To have more access, if you have that many meds going through. You should only run three meds at once through one PIV, and you can connect those by the hubs. If you have over three meds, you should get more access.

The only time I have ever seen those connectors used is on a PICC or subclavian. They get very confusing and I find to be dangerous if you are not meticulous on checking everything. I always figure out how to get rid of them. I personally hate them.

Specializes in Critical Care.
If that lone IV blows...so could the rest of your shift :lol2:

I'm assuming the pt is in active childbirth right OP? :wideyed:

If there's indication for a spare IV then that's already in place, adding a new line for meds would be the third line.

Specializes in Critical Care.
To have more access, if you have that many meds going through. You should only run three meds at once through one PIV, and you can connect those by the hubs. If you have over three meds, you should get more access.

The only time I have ever seen those connectors used is on a PICC or subclavian. They get very confusing and I find to be dangerous if you are not meticulous on checking everything. I always figure out how to get rid of them. I personally hate them.
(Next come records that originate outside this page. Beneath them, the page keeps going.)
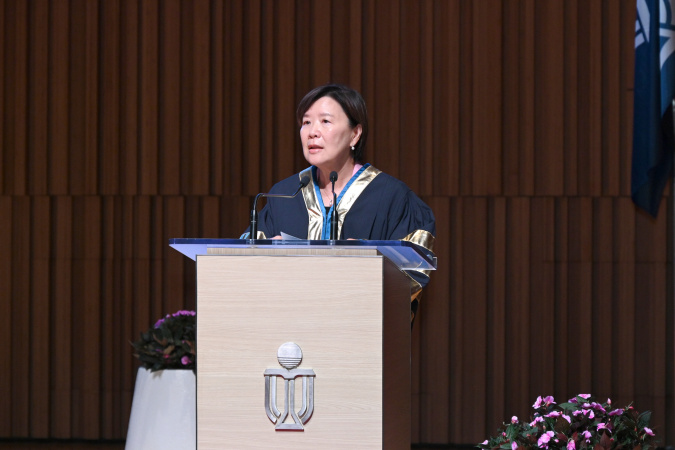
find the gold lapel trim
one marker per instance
(353, 193)
(314, 207)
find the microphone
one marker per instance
(333, 219)
(253, 229)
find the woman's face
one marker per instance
(326, 135)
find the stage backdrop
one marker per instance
(126, 123)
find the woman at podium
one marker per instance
(345, 197)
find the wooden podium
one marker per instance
(345, 307)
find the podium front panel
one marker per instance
(343, 313)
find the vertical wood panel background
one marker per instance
(126, 123)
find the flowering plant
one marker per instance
(579, 423)
(170, 344)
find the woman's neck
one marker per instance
(344, 175)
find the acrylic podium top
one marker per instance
(405, 255)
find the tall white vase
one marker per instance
(163, 411)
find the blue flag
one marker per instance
(653, 142)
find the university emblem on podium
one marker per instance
(289, 356)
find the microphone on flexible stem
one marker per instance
(333, 219)
(253, 229)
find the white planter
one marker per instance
(163, 411)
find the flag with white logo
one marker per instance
(653, 141)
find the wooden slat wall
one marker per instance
(126, 123)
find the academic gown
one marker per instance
(372, 206)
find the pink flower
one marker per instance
(544, 439)
(597, 406)
(536, 420)
(537, 404)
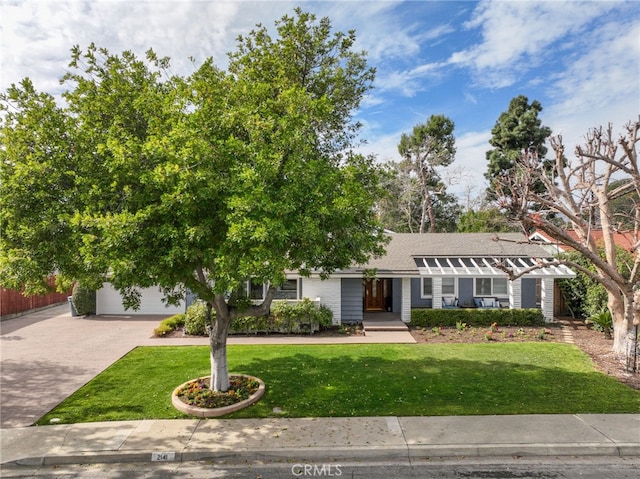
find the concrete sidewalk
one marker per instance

I'm curious what your rationale is for your "3 med" rule. There are many factors that determine what can go through a single lumen, but simply the number of components is not one of them.

The type of IV and placement determines what combined rate can be safely and effectively infused, they must be compatible, and the flow characteristics must also be considered, for instance if you have an insulin infusion plugged into a port on an intermittent infusion, then when the intermittent infusion is stopped the entire line below the insulin connection will contain insulin, which means when the intermittent infusion is started up again it will push potentially an hour or more of insulin ahead of it.
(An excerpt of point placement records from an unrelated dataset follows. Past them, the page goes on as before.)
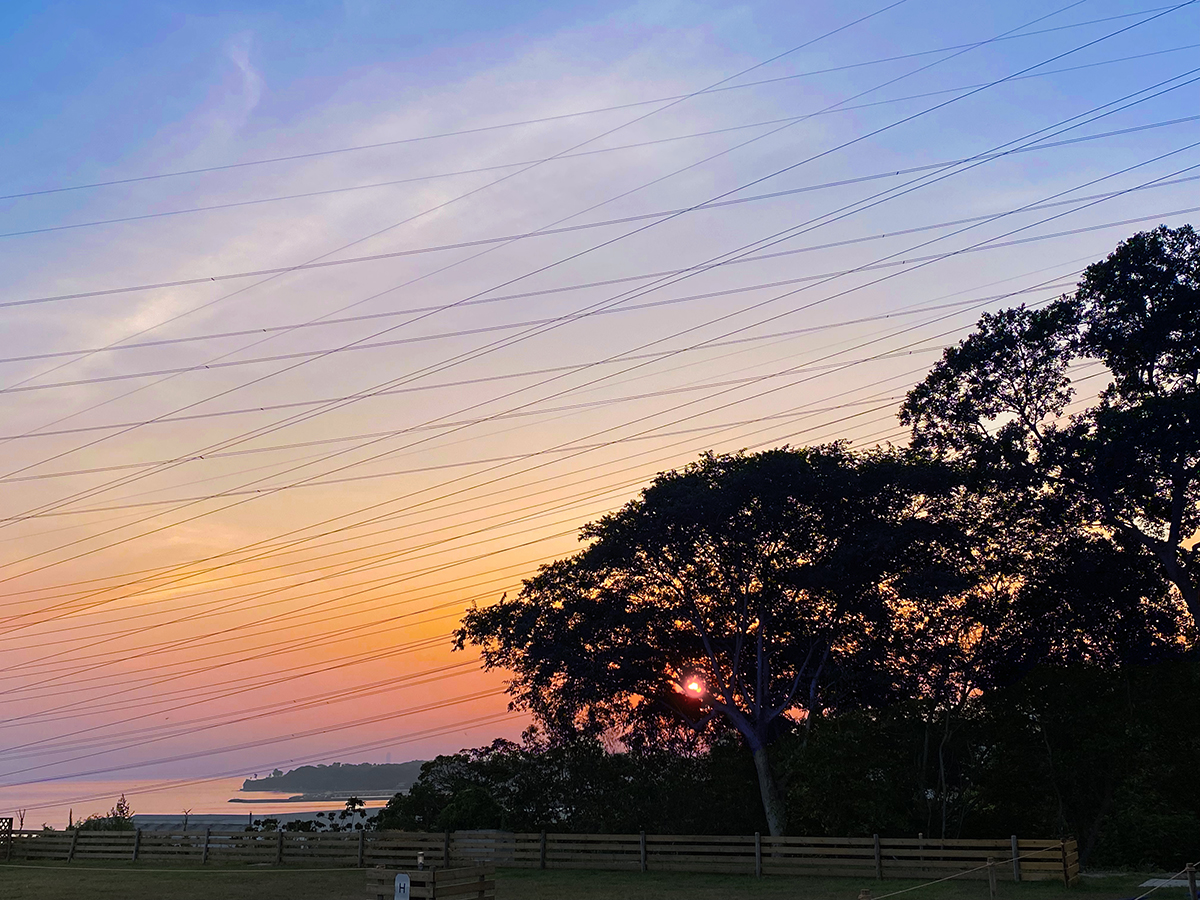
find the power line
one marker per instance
(543, 120)
(877, 131)
(498, 167)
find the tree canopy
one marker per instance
(1128, 467)
(744, 591)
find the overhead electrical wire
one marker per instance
(460, 333)
(543, 120)
(943, 317)
(1059, 57)
(481, 169)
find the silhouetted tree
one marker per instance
(1125, 473)
(744, 592)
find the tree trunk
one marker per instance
(772, 799)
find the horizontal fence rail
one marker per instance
(875, 857)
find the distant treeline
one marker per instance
(340, 777)
(1111, 757)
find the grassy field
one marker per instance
(130, 882)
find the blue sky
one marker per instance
(460, 405)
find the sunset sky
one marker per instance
(324, 321)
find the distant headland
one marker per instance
(339, 780)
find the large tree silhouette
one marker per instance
(1127, 468)
(744, 592)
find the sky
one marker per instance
(325, 321)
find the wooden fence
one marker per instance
(475, 882)
(753, 855)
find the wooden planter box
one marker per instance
(473, 882)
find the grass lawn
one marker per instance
(126, 881)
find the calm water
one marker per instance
(51, 803)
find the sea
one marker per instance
(55, 803)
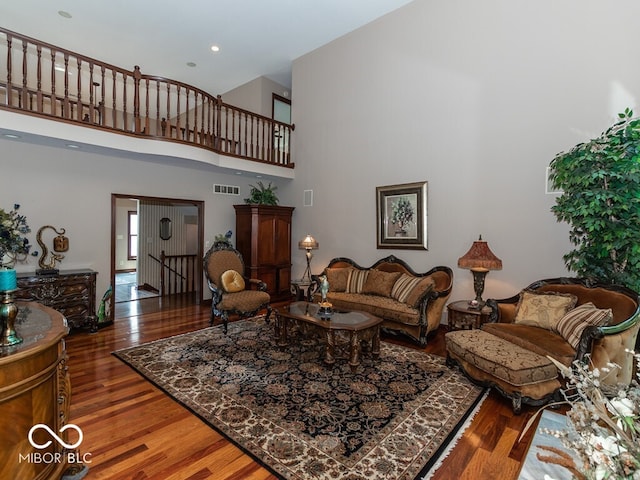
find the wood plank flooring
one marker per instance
(134, 431)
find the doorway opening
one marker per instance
(156, 249)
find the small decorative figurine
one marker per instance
(325, 306)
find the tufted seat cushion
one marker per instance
(516, 372)
(539, 340)
(502, 359)
(245, 300)
(382, 307)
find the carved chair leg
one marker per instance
(212, 317)
(516, 403)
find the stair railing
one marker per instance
(40, 79)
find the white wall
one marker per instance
(72, 189)
(474, 97)
(256, 95)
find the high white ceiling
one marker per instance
(256, 37)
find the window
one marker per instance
(132, 236)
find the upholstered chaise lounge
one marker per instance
(567, 319)
(408, 302)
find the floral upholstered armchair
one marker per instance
(232, 292)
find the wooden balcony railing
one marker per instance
(40, 79)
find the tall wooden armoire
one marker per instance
(263, 237)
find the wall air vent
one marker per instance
(226, 189)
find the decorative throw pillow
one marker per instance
(575, 321)
(543, 309)
(337, 278)
(232, 281)
(403, 287)
(380, 283)
(425, 285)
(356, 280)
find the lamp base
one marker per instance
(478, 286)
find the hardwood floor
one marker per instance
(134, 431)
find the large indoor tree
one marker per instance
(600, 200)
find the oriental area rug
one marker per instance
(390, 419)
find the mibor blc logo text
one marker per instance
(69, 455)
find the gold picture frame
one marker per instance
(402, 216)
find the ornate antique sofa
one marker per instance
(568, 319)
(408, 302)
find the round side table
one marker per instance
(461, 316)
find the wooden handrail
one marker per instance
(99, 95)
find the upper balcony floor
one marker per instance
(90, 101)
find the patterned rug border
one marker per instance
(425, 473)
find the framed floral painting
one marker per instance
(402, 216)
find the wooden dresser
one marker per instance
(263, 237)
(35, 390)
(71, 292)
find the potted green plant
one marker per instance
(600, 200)
(262, 195)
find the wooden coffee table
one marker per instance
(359, 326)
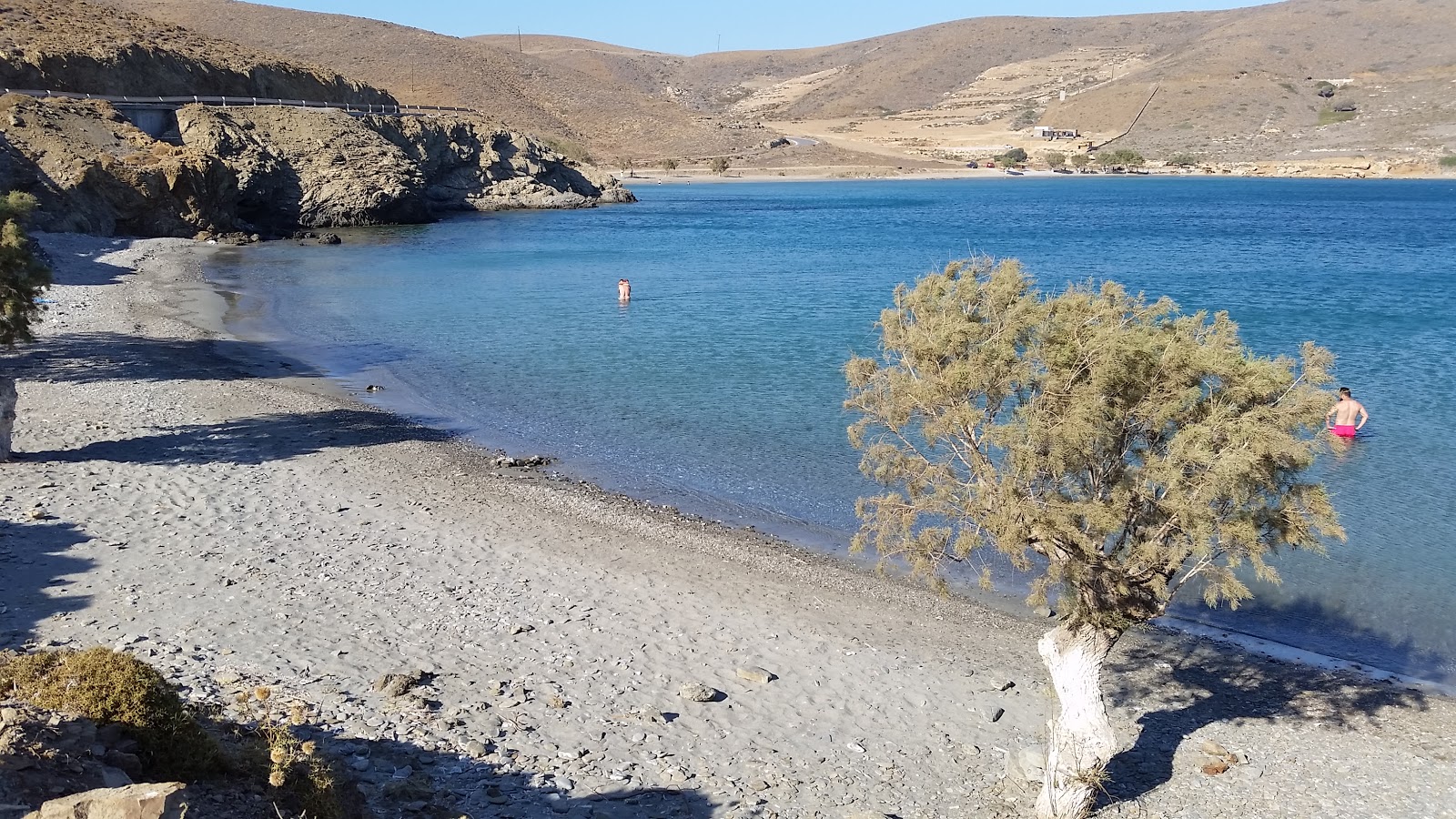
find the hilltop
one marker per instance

As long as the resulting combined rate is appropriate for the catheter and the medication can be safely combined there is no reason why more than three different components can't be combined.

It's important to remember that additional IV access carries risks with it, so there needs to be a legitimate reason to additional IVs.

Specializes in ER.

for the OP... Mag and Pitocin may both need to be stopped or bolussed. If you stop one you've just slowed the other, because the driving rate changes. Or if you bolus the magnesium, you are also bolusing about 2cc of Pitocin, depending on where they are connected. You don't want to be in an emergency situation bolusing any amount of Pit. Also, the compatibility of your pain meds might be fine, but what about emergency meds? Or if you lose the IV while shes moving around. I'd STRONGLY suggest a second line, even if its just a saline lock to throw pain meds through. It will make you look like a smart, forward thinking nurse, and it will ward off evil spirits. Myself, I wouldn't start the pit without a second line if shes sick enough to need magnesium.
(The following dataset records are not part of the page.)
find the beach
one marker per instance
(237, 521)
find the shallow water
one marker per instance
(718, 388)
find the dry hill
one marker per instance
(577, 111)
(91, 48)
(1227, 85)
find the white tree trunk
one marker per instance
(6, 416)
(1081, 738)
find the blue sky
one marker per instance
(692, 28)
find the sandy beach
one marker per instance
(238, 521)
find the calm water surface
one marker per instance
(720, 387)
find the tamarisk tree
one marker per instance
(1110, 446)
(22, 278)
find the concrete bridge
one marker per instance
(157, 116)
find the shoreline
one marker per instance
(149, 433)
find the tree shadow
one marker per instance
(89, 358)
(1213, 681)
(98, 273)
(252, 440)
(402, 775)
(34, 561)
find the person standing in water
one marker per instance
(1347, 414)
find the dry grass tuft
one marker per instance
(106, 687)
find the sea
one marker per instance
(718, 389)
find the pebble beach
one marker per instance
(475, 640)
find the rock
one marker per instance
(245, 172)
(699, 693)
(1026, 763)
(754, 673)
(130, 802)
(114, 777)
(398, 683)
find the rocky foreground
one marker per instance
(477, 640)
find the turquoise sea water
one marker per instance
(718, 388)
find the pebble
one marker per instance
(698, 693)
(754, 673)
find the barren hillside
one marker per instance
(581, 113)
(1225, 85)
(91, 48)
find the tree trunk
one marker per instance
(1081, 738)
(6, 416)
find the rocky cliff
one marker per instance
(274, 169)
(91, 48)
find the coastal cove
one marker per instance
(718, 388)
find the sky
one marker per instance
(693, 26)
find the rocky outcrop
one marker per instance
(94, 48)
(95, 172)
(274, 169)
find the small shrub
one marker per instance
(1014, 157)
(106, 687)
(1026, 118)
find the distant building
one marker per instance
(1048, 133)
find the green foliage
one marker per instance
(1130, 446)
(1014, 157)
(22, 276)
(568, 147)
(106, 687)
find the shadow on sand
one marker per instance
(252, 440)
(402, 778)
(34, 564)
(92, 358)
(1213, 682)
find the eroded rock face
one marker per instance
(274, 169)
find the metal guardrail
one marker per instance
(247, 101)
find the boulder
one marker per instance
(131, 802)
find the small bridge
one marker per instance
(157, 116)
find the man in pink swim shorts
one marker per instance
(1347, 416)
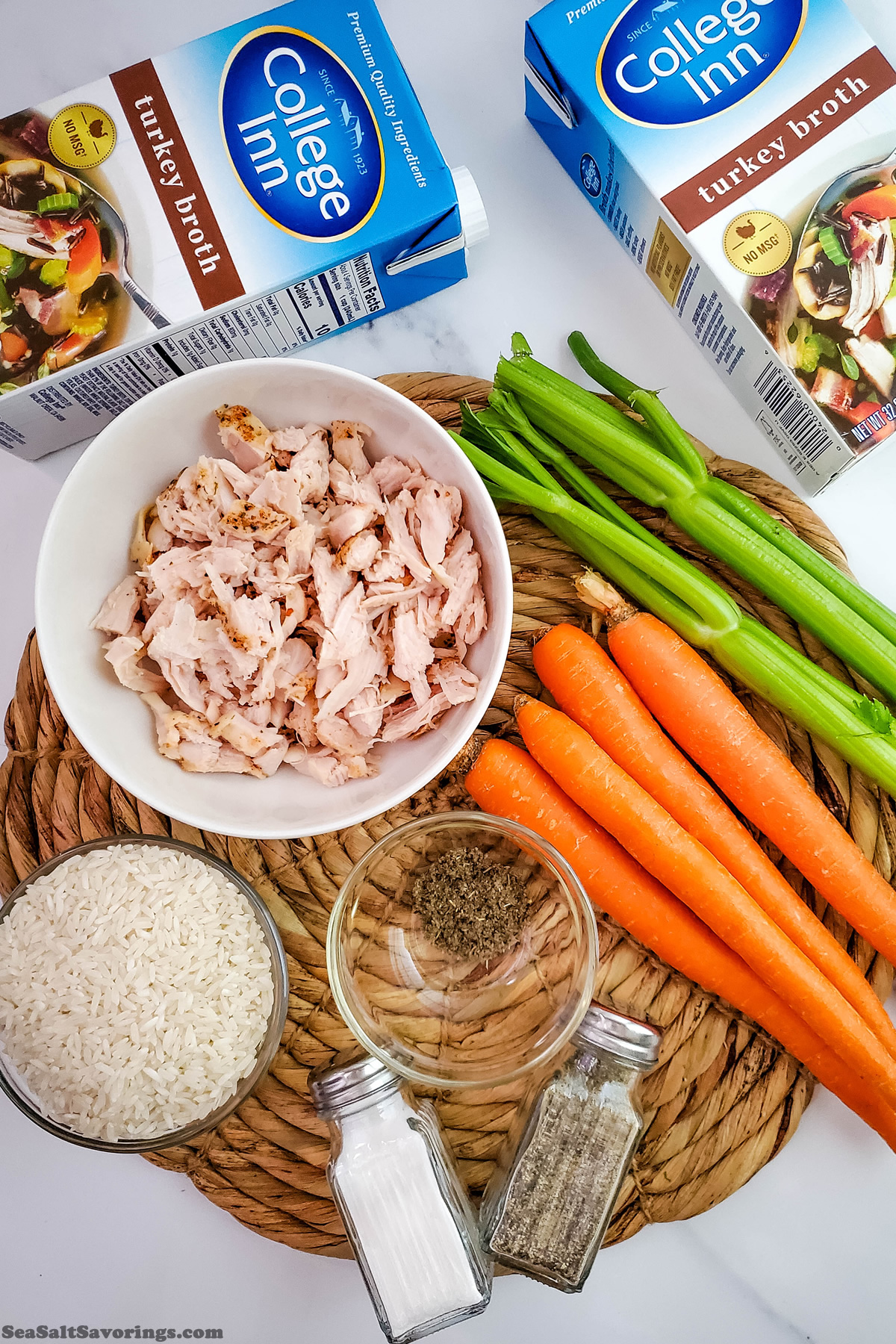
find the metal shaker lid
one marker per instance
(348, 1080)
(626, 1038)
Specializes in Medical-Surgical/Float Pool/Stepdown.
If there's indication for a spare IV then that's already in place, adding a new line for meds would be the third line.

I'm missing in the posts then where the OP is saying that they have more than one line already in their scenario. I'm reading that the patient only has one IV access but needs more ports to "Y" tubings and other meds into.

Specializes in ICU.

It's important to remember that additional IV access carries risks with it, so there needs to be a legitimate reason to additional IVs.

Eh, I disagree. I think the risk is much higher when it comes to overloading one peripheral site with multiple medications all infusing at the same time. Now if you have a central line that's a different story. I will build a bridge and run every single compatible med together through a central line with no concerns. But when it comes to a peripheral I'll start another one 100% of the time before building any sort of bridge or putting an extra connector to have more lumens. In my ICU our standard of care is for every single patient to have a minimum of two IVs at all times to ensure that you have adequate access. I don't care if both are saline locked at all times. Two IVs. You never know what sort of situation could arise at any moment- if you have a patient who is already on multiple meds running continuously, a second IV is absolutely indicated.